A few years ago, when we attempted to explain to clients the importance of analyzing the data they generated, it was like talking to a brick wall. We talked about predicting what was going to happen when they were still in the phase of analyzing what had happened.
Nevertheless, now, while terms like Artificial Intelligence and Machine Learning are on the rise in the United States, the concept of Big Data is still among the top searches in Spain.
Why has the whole world gone “data crazy?”
Data has always been a source of knowledge that enables us to objectivize what we sometimes intuit based on the experience we have in our businesses. New technologies that make big data available to allow us not only to use the data we generate within our company, but also to analyze them alongside other data that may not come from our business environment, but that nevertheless aptly explain the context we’re analyzing. It doesn’t matter what format this external data is in or where it is from, because we can normalize it and analyze it together.
Let’s look at a few examples. When we want to come up with projected demand for a shipping company, we not only need historic data on package shipments, but also data like the work schedule or events like Black Friday or seasonal sales, which are going to directly condition shipping packages. It is therefore necessary to include them in the model to obtain accurate results.
Have you ever thought about how soccer affects other fields? If you consider soccer game schedules, you’ll be able to more accurately predict beer consumption or even emergency room visits, which decrease in direct proportion to them – as long as it’s a good game, to be sure.
Another piece of external data we tend to include in our algorithmic models is meteorology since even though we may think so or not, it has quite a direct effect on us. For example, fewer people withdraw money at ATMs on rainy days, so if we want to predict how much money to deposit in an ATM, we not only have to analyze events in the area but whether it’s going to rain. That way, we can avoid urgent trips to the bank by stocking the machines, or in the opposite case, making enough cash available through other banking services.
Mobile phone data helps organize cities: the antennas located throughout cities tell us how many people there are in each place and how they move. That way, traffic jams can be avoided in tourist areas at certain times, traffic can be improved, or it can even favor businesses to bolster their sales if they can predict a crowd is coming.
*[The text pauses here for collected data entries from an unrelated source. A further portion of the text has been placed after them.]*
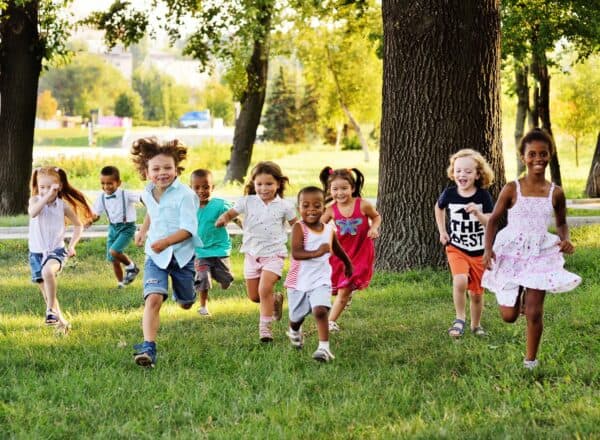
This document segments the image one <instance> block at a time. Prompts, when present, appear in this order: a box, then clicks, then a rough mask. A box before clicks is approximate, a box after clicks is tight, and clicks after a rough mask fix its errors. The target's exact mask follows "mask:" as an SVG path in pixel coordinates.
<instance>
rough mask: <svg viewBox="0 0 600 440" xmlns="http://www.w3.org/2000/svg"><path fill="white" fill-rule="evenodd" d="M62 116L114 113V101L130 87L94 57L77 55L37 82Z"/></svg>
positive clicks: (44, 73) (121, 74) (98, 57)
mask: <svg viewBox="0 0 600 440" xmlns="http://www.w3.org/2000/svg"><path fill="white" fill-rule="evenodd" d="M39 88H40V90H50V91H51V92H52V95H53V96H55V97H56V100H57V101H58V105H59V108H60V110H61V111H62V112H63V113H64V114H65V115H71V116H75V115H80V116H83V117H89V115H90V110H92V109H101V111H102V112H103V113H104V114H112V113H113V112H114V106H115V101H116V99H117V97H118V96H119V95H120V94H122V93H124V92H125V91H127V90H130V89H131V87H130V86H129V83H128V81H127V79H125V77H124V76H123V75H122V74H121V72H120V71H119V70H118V69H117V68H116V67H113V66H112V65H110V64H108V63H107V62H106V61H104V60H103V59H102V58H100V57H99V56H96V55H91V54H86V53H78V54H76V55H75V56H74V57H73V58H72V60H71V61H70V62H69V63H68V64H61V65H59V66H56V67H50V68H49V69H48V70H47V71H46V72H44V74H43V75H42V76H41V78H40V84H39Z"/></svg>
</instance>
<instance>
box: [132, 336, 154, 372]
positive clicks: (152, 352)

Every business is a world, and the data needed by one company may be irrelevant to another. Big data is not one size fits all. It’s important to recognize every client’s needs and be able to design the model that best fits each one.
Have a Big Data project in mind and don’t know where to start?
Here are some key pieces of advice you should keep in mind. Define the use cases that you think are going to add more value to your business. Start with small, limited projects that will allow you to measure the return over a short time span, and if the result is satisfactory, expand it to other areas or segments in your business.
Betting on quick wins is the key to winning over the rest of the company that may still resist thinking that big data has come to stay.